Did Plotagraph present any obstacles that were particularly challenging to overcome?

“The main challenge on appeal was overcoming the plaintiffs’ conclusory assertions of eligibility and arguments that the patents’ claims satisfied Alice Step 2 [the requirement to prove an ‘inventive concept’].

“But here, the plaintiffs could not show that the claims offered ‘something more’ to confer eligibility to an otherwise abstract idea.

“I think this is the correct result because, as both courts noted, the claims included a preamble, a series of preparatory steps performed by a human on a generic GUI [graphical user interface] and then an ‘animation’ step.

“However, the final animation step included no ‘hook’ that the court could find offered something more.”

What are the most important aspects of protecting digital technology IP?

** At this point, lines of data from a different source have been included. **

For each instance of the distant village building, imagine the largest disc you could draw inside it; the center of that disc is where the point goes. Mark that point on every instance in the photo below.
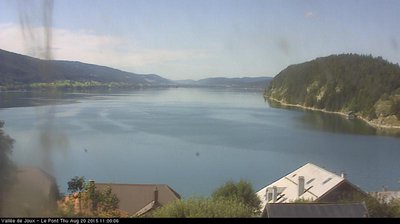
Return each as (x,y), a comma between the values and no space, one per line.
(34,193)
(311,183)
(140,199)
(135,200)
(315,210)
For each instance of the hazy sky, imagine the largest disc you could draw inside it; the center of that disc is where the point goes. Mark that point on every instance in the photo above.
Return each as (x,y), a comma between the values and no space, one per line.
(193,39)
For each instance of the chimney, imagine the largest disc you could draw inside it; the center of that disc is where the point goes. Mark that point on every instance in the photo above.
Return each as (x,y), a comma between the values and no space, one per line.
(301,185)
(274,194)
(267,195)
(156,196)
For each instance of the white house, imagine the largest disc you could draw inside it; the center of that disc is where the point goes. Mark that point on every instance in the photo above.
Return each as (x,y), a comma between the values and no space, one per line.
(309,182)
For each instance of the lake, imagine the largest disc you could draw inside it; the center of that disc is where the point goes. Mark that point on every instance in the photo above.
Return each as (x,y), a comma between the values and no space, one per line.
(192,139)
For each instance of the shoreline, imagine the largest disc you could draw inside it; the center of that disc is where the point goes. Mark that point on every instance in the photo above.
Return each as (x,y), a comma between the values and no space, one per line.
(371,123)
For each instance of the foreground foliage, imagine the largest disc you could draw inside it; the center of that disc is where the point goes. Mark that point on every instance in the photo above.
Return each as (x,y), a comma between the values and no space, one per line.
(204,208)
(86,201)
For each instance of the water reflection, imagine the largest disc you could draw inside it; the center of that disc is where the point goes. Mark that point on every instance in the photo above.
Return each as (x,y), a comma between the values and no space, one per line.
(317,120)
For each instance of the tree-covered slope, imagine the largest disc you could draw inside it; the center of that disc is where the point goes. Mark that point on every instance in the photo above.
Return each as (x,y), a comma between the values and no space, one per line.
(16,69)
(368,86)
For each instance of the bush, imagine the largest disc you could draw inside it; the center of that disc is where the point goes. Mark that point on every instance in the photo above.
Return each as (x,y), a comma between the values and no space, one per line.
(204,208)
(241,191)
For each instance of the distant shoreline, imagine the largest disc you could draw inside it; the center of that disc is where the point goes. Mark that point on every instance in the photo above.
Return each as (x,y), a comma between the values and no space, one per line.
(371,123)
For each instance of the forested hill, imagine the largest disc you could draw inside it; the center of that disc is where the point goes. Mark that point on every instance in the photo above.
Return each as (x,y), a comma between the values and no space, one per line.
(366,85)
(21,70)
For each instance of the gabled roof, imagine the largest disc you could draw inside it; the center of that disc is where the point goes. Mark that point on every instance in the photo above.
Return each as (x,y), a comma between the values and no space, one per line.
(314,210)
(317,182)
(140,198)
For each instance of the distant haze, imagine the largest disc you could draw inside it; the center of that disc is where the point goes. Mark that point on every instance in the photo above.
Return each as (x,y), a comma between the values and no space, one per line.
(196,39)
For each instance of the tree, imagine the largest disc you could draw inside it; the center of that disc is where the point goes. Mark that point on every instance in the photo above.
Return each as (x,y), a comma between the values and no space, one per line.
(241,191)
(6,165)
(76,184)
(92,202)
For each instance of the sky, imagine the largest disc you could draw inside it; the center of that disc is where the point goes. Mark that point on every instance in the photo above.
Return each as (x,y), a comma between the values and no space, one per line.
(195,39)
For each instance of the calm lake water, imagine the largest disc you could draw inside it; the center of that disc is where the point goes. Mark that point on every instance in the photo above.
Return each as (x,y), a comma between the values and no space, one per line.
(191,139)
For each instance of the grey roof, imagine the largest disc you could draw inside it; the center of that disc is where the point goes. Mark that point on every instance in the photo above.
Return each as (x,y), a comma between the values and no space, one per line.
(134,198)
(315,210)
(318,182)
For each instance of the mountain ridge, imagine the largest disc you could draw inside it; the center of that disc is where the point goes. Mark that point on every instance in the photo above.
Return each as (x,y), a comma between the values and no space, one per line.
(364,85)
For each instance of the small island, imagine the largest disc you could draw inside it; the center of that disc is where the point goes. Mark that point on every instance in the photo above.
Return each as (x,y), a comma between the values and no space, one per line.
(362,86)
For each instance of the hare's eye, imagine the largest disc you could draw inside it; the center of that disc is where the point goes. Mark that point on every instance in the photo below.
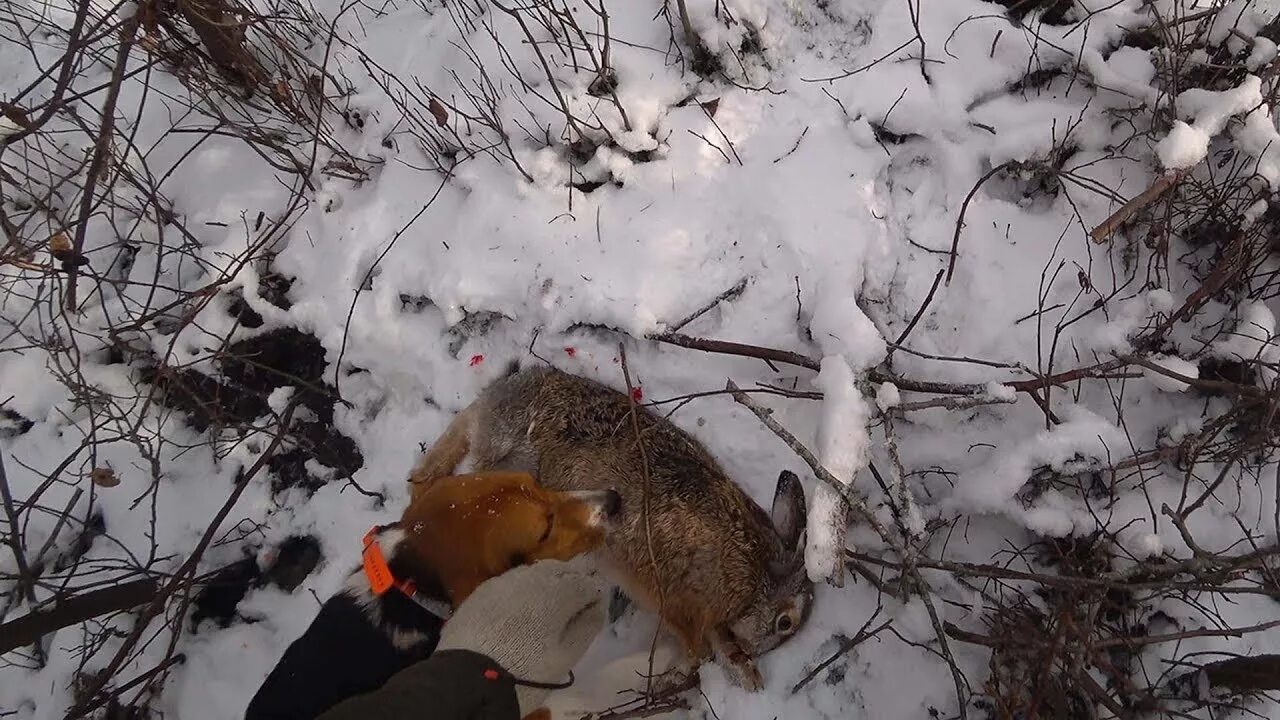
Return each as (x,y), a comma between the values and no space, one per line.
(784,623)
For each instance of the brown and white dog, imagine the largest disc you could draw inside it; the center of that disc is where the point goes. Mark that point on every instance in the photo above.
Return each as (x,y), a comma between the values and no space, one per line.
(388,614)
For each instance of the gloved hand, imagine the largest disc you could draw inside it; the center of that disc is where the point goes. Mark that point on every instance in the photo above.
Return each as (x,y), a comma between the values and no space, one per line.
(536,621)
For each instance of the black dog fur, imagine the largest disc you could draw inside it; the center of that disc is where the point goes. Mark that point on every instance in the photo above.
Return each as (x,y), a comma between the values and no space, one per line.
(353,646)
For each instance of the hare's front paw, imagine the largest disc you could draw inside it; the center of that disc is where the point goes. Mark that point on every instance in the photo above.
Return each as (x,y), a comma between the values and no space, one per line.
(741,671)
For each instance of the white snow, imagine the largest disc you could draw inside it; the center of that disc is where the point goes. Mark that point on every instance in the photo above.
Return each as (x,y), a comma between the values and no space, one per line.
(842,449)
(887,396)
(1174,364)
(1187,145)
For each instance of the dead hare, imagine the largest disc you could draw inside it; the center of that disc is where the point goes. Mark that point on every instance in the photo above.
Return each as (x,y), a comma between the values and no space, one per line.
(732,578)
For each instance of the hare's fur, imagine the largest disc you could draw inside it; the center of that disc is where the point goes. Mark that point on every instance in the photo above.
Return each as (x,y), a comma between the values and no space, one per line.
(731,580)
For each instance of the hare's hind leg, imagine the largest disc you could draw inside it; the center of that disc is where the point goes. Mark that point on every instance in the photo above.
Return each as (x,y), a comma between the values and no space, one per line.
(444,455)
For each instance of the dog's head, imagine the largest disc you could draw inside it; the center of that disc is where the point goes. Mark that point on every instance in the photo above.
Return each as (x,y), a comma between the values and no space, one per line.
(470,528)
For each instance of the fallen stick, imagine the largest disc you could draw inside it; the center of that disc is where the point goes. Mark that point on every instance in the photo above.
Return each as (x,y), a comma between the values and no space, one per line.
(1162,185)
(30,628)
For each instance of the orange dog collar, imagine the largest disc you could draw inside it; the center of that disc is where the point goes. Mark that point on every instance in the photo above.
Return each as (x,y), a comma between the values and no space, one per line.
(382,579)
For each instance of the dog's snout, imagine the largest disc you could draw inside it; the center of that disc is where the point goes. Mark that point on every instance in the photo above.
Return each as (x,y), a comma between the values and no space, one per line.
(612,502)
(604,504)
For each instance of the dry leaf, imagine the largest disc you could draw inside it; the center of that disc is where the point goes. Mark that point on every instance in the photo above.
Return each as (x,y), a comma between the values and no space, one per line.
(104,478)
(59,245)
(438,112)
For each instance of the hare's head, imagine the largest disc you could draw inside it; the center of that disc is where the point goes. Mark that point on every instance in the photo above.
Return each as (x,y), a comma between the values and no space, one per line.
(786,598)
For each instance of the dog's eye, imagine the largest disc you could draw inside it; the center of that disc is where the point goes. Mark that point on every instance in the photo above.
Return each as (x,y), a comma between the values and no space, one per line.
(784,623)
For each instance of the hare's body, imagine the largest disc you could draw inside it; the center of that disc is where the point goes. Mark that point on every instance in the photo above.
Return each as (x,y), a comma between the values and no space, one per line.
(730,577)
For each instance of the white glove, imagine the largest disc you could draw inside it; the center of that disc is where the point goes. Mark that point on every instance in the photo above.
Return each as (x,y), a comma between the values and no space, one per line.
(536,621)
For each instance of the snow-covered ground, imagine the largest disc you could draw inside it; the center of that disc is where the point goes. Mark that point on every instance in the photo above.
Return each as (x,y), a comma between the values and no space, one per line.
(826,182)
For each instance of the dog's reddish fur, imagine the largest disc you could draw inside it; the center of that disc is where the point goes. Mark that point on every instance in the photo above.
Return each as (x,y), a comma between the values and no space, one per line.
(470,528)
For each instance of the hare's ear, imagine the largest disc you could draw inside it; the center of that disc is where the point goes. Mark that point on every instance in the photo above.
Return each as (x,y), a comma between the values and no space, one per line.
(789,511)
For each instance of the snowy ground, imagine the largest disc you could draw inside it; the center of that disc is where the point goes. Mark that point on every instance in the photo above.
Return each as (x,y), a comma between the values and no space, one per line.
(835,200)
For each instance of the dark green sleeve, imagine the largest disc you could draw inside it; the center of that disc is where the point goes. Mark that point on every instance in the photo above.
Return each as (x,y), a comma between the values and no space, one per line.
(452,684)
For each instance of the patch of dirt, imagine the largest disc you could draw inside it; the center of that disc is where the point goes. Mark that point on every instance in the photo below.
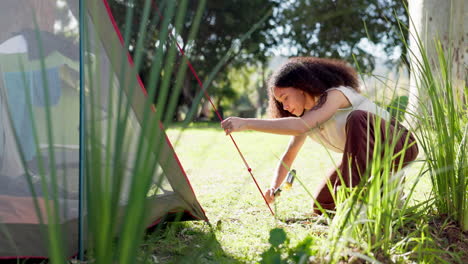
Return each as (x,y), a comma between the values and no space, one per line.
(449,237)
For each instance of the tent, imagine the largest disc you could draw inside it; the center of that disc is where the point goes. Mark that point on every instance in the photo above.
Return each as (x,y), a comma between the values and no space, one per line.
(28,91)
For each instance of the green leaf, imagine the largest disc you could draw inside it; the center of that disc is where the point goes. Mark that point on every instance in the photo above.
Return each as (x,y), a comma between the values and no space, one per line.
(277,237)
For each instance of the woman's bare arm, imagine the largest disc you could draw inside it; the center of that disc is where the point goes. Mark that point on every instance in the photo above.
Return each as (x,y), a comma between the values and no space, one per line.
(290,125)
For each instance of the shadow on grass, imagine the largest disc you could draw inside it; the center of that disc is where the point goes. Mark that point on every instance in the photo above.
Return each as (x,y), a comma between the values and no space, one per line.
(184,242)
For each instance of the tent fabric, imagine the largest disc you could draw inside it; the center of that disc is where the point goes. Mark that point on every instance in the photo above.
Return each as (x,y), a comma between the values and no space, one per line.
(21,151)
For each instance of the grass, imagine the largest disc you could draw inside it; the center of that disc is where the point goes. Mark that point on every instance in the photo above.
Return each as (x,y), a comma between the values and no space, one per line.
(240,221)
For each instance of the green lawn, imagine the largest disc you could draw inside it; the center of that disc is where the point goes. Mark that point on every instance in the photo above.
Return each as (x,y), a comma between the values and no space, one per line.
(239,217)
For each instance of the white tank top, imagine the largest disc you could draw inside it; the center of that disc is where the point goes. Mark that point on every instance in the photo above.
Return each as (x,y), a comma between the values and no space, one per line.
(332,132)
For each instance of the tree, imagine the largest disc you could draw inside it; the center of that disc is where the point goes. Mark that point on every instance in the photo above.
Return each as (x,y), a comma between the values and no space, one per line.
(335,29)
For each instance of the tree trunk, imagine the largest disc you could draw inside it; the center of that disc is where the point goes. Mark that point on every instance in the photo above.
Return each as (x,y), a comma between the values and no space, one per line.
(432,20)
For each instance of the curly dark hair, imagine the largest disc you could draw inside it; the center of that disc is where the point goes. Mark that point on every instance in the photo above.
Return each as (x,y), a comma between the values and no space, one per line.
(311,75)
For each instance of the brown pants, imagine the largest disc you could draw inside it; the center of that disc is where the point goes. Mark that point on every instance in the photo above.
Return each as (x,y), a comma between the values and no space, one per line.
(358,152)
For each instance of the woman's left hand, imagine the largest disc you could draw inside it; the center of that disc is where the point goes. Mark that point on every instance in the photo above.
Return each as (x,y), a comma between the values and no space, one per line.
(234,124)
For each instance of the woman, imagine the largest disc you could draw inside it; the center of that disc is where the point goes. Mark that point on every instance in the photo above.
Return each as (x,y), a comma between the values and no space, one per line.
(319,98)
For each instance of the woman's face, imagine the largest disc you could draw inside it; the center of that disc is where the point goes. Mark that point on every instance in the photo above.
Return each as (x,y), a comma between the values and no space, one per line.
(294,101)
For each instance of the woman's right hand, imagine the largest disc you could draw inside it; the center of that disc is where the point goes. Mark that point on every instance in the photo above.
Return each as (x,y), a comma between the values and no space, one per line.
(270,195)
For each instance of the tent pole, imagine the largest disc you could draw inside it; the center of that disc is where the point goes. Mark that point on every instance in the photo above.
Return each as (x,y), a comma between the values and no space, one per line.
(82,133)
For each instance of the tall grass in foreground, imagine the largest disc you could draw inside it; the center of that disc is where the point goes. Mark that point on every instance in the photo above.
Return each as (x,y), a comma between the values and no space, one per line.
(443,133)
(369,217)
(121,161)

“Key aspects in protecting digital IP include: focusing the claims on discrete technological improvements disclosed in the specification; avoiding merely claiming automation of a manual process using generic computer components; and substantiating eligibility at the pleading stage with plausible allegations rather than relying on conclusory statements.

“The fast pace of advancement in digital technology raises difficult questions, but following Federal Circuit precedent provides guidance.”

Robert Greeson’s co-counsel for Lightricks at Norton Rose Fulbright were Stephanie DeBrow and Peter Hillegas (Austin); Erik Janitens (Houston); and Taylor Shields (Denver).

The case is Plotagraph v Lightricks, 4:21-cv-03873.

The patents at issue were US patents 10,346,017; 10,558,342; 10,621,469; 11,182,641; and 11,301,119.